For the sitting room, really a pass-through area, McCormick found inspiration in a Parisian mural. The dreamy rendition by San Francisco–based decorative artist Caroline Lizarraga, where foliage blends as clouds might, includes a sketched façade of the house on one side and the Palace of Fine Arts on another. The avant-garde citron ceiling replicates the motif and scale of the windows, original to the four-level home.

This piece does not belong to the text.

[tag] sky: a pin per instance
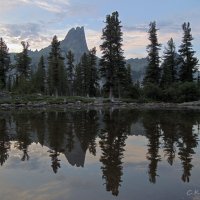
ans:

The ultimate punctuation, however, hangs in the destination dining room. Sourced from Found by Maja, the brass Sputnik chandelier with 120 green Murano glass trumpets was assembled on-site after reinforcements were made to support its exceptional 45-inch diameter. It serves as an inverse anchor in a ceiling now covered in Schumacher’s Komodo in forest green, as are the dining room walls, their rich texture a subtly striped treat to the naked eye. “Dining spaces should be moody and intimate,” says McCormick. “All of these rooms needed to speak to each other. Finding that balance didn’t mean being overpowered by one color.”
“What makes me happy is how it’s all pulled together,” the client agrees of the project, begun in April 2020 and largely completed by last summer, save a few more art selections that need to be made and hung. “It’s really allowed us all to use our home more. That’s what homes are about — being lived in. And now we do, much more than before.”